5. All your efforts to keep the peace at home will never work. Why not? Because domestic violence is about your abuser, not you. It is their responsibility to change – and you can only choose whether or not to be around them in the meantime.

Be proud that you have done whatever you needed to do in order to keep yourself and your children safe, but you all deserve to live without fear, shame and anxiety.

And finally, know that there are stories from brave women who have found the courage to leave abusive relationships, and been rewarded with peaceful, loving lives.

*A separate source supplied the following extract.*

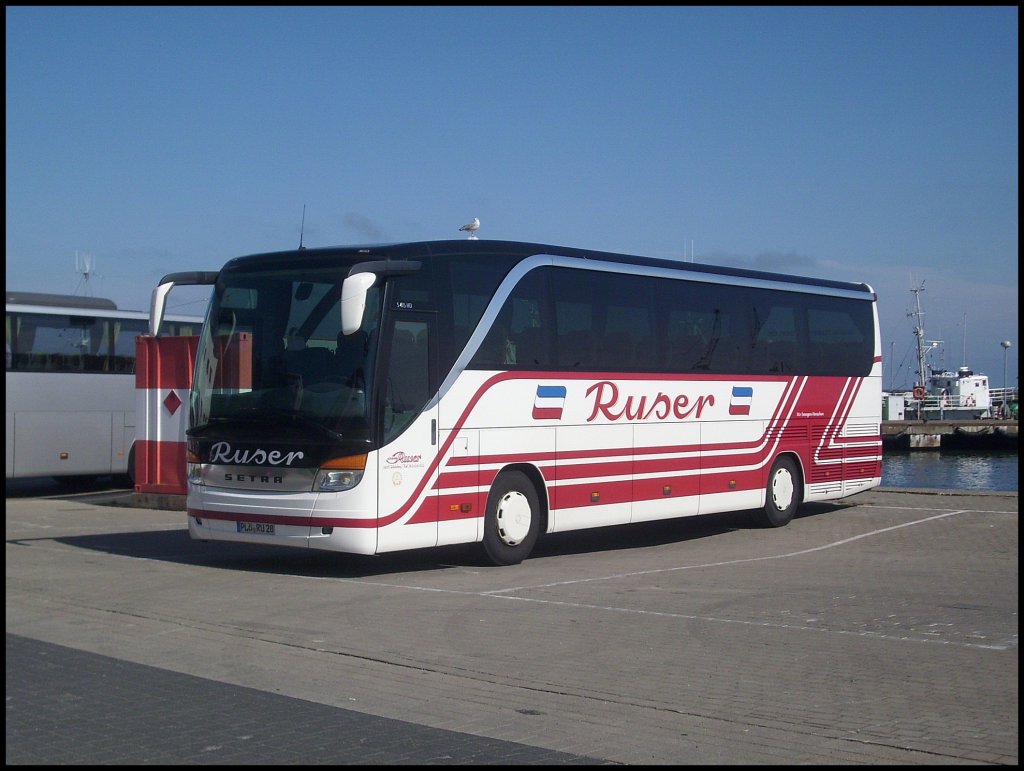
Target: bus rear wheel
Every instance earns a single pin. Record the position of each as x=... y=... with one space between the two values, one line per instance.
x=512 y=520
x=783 y=494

Because around half of all murders committed each year in New Zealand are domestic violence related, many women believe leaving was the best decision they ever made.

WHAT TO DO


How to help a loved one who is experiencing abuse

Only the person using violence can choose whether the violence stops or continues.

Women might make the choice to end the relationship, but that doesn’t mean they can end the violence.

People often want to tell women to ‘just leave’ their abusers. But leaving is not always safer than staying.

Women are most likely to be killed around the time that they are separating from their abusers. Of women who access Women’s Refuge, 50% believe their abusers might kill them at the time that they reach out for help.

Being a victim of family violence is never a choice.

For more information on how to help a loved one call our crisis-line on 0800 Refuge.

It takes a lot of courage and often a lot of time to leave an abuser. It is important to be non-judgemental. Respect your loved one’s decisions even if they decide to stay – they still need your love and support.

On average it can take 7 attempts to leave for good.